Schussangst (D 2003)

schussangstVom Kaff in die Großstadt. Für Lukas (Fabian Hinrichs, „Neandertal“) ein konsequenter Schritt. Als Zivildienstleistender fährt er Essen aus, für die alternde Hure, den Kriegsversehrten mit der Augenklappe und andere krause Gestalten, die das Leben im Stich ließ. Die kleine Wohnung teilt er mit Kakerlaken, als Ausgleich dient das Rudern. Sein Leben ändert sich, als ihm die geheimnisvolle Isabella (Lavinia Wilson, „Allein“) in der Bahn einen Hilferuf zusteckt. Er freundet sich mit ihr an und fasst, als er den Grund ihres Kummers entblößt, einen fatalen Entschluss.
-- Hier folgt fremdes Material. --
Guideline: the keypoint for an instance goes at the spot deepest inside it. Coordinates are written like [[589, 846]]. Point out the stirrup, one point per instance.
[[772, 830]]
Dito Tsintsadzes („Der Mann von der Botschaft“) „Schussangst“ ist ein unbequemer Film. Urbane Anonymität, Frustration, Seelenbrand. Die Isolation, die Einsamkeit entfremden die Menschen. Auch Lukas. Die Schwere aber ist nicht anhaltend, ja nicht einmal prägender Teil der Inszenierung. Mit seinen übersteigerten Figuren wirkt das Szenario, basierend auf dem Roman von Dirk Kurbjuweit („Die Einsamkeit der Krokodile“), der auch das Drehbuch schrieb, betont surreal. Dennoch bleiben die Charaktere in ihrem Wesen stets glaubwürdig. Das beeindruckt.

Lukas rauscht durchs Leben – und das Leben unmittelbar an ihm vorbei. Freunde hat er keine. Da ist nur Isabella, die sich ihm bei aller Nähe aber verschließt. Sie bleibt ein Mysterium, deren Abgrund sich ihm mehr zufällig erschließt. Plötzlich hat er eine Mission und wird darüber zur tickenden Zeitbombe. Er besorgt sich ein Gewehr, mit Schalldämpfer, für die Wildenten wie er sagt. Das Ziel aber ist menschlich, ein Motivations- und Kampfsportlehrer, der bei Vorträgen zum Sieg über die Angst fordert, dass all das, was dem Glück im Wege steht, ausgemerzt werden soll.

Der Zivi, der den Dienst an der Waffe verweigerte, wird seinen Rat buchstäblich auffassen und ihn paradoxerweise befolgen. Erst um Isabellas, dann des eigenen Friedens willen. Aber es kommt anders. Am Ende fällt der Schuss und es endet ein Film, der in unverkrampfter Offenheit die Wunden des sozialen Miteinanders aufdeckt. Ob nun Großstadt oder nicht, die kleinen Tragödien bleiben nachvollziehbar. Auch durch Nebenakteure wie Axel Prahl („Du bist nicht allein“) und Christoph Waltz („Zwei Tage Hoffnung“). Stark gespielt und mit Mut zur Andersartigkeit – ein rundum gelungenes Drama.